One of the two main sources for the Paramount Network's Limited Event Series Waco is Stalling for Time: My Life as an FBI Hostage Negotiator by Gary Neosner (portrayed by Executive Producer Michael Shannon). In it, Noesner details the numerous peaceful attempts he made to try and get David Koresh (who’s played by fellow EP, Taylor Kitsch) and the rest of the Branch Davidian cult out of their Mount Carmel Compound in Waco, Texas. Meanwhile, Noesner is met with resistance from both his superior Tony Prince (Glenn Fleshler), and the militarized Hostage Rescue Team head Richard Rogers (Shea Whigham). Prince and Rogers want to bulldoze their way into the compound, while Noesner is hoping for a non-violent solution to the stand-off. It's this conflict of viewpoints and breakdown in overall communication that resulted in eventual disaster, claiming the lives of over eighty of the Branch’s members.

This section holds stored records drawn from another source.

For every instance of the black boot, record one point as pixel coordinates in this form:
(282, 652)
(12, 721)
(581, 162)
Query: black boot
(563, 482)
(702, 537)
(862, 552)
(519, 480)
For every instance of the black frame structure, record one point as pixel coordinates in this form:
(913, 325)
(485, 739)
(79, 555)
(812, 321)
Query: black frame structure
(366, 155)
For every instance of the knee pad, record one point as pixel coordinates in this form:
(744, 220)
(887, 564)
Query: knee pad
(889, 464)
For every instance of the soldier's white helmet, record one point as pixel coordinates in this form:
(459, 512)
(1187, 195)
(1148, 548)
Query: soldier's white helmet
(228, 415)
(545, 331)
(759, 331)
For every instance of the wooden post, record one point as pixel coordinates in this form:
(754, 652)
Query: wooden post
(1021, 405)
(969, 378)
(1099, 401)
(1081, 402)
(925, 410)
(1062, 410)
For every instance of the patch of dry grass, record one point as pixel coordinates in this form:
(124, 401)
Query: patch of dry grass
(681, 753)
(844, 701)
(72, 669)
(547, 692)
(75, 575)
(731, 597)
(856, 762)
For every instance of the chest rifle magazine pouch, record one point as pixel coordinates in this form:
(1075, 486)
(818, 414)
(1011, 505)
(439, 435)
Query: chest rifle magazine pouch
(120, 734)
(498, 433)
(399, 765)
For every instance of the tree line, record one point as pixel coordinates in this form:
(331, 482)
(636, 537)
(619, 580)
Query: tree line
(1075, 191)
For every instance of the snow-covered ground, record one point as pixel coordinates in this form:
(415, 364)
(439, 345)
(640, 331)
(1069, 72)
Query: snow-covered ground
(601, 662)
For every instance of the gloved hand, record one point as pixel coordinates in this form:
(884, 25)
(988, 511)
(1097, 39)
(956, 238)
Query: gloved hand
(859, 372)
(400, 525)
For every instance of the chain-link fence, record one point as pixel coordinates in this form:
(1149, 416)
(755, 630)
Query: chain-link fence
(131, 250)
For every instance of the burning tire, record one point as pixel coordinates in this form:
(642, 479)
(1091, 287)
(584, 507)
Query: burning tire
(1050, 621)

So, it's only natural that one of Waco's episodes is titled "Stalling For Time"; picking up on Day Nine of the siege, when everyone is just tired and wants to go home. The FBI have cut the power in the Mount Carmel Center, and even tanks dot the perimeter. Koresh's right-hand man Steve Schneider (Paul Sparks) is again on the phone with the negotiator in the wounded leader’s absence, pleading with Gary to turn the juice back on. After all, what good is the milk the FBI delivered for the Davidians' children if it spoils, thanks to a lack of refrigeration? Yet Prince isn't having any of it, stating that he's done waiting for a man who says he's looking for a "sign from God" regarding how to end this whole mess. As he feeds the press lines about a potential Jonestown duplicate, Noesner tries to explain the dissonance between his soothing words and the government's forceful actions, as none of it lines up and makes him (understandably) look like a liar to David and his people.
Things aren't so great inside Mount Carmel, either. One member takes a drink, and another calls the FBI after an image of her child - separated from his brothers due to a custody conflict between their fathers - drives her near mad. In retaliation for their insubordination - both in his eyes and God's - Koresh banishes these members from the Branch. David Thibodeau (Rory Culkin) tries to comfort David's youngest wife Michele (Julia Ganrer) - whom Thibodeau was married to in a mock ceremony to cover up Koresh's statutory rape offense - by throwing a private birthday party for their daughter. Yet this further threatens Koresh, who lets Thibodeau know that while he may be playing a part in this little charade, that woman and her child are still his, forever and ever amen. Everything's falling apart, and nobody trusts even their closest friends and family.
One of the most fascinating things about Waco is the fact that we, as an audience, understand that almost everybody in this building - save for Thibodeau (whose memoir is the second source for the series’ scripts) and a few others - is going to die at the end. So, watching them scramble to find any way out of this harrowing situation when we recognize its inescapable fate adds a layer of tragedy to every conversation. No matter how hard Prince may assure Noesner that the Psych Ops tactics he enables Rogers to use (which include Guantanamo Bay levels of sensory deprivation) will end in the same calm resolution the negotiator seeks, we know for a fact that's just not fucking true. Every move the FBI veteran's superiors make now contain sinister undertones, as we're not so sure they didn't enjoy that rogue tank suddenly running wild and destroying structures on the Davidians’ property, much to Koresh's annoyance. Were they always operating in good faith? And - on the other hand - was Koresh really just a peaceful Jesus Freak, or a controlling, possibly dangerous, manipulator?
After all the Lawnmower Man references in the first few episodes - which, according to showrunners Drew and John Erick Dowdle, were sourced via listening to hours of the actual negotiating tapes from the incident - Waco has proven it has a weird sense of humor, especially when it comes to integrating its period pop culture references into the series' text. This week may contain the weirdest example of such, as it ends with Koresh and his cover band - armed with battery operated guitars and amps - belting out their rendition of Tim Cappello's "I Still Believe" to a slew of Bureau onlookers down below. That's right, the sexy sax man song from The Lost Boys closes this hour, as the weird tune echoes into the night, doubling as a statement of Koresh's hope that they'll all make it out of this dilemma intact. However, we know that's never going to happen, and the next hour will bring violent death to almost all these souls silently nodding their heads along to their piper’s tune.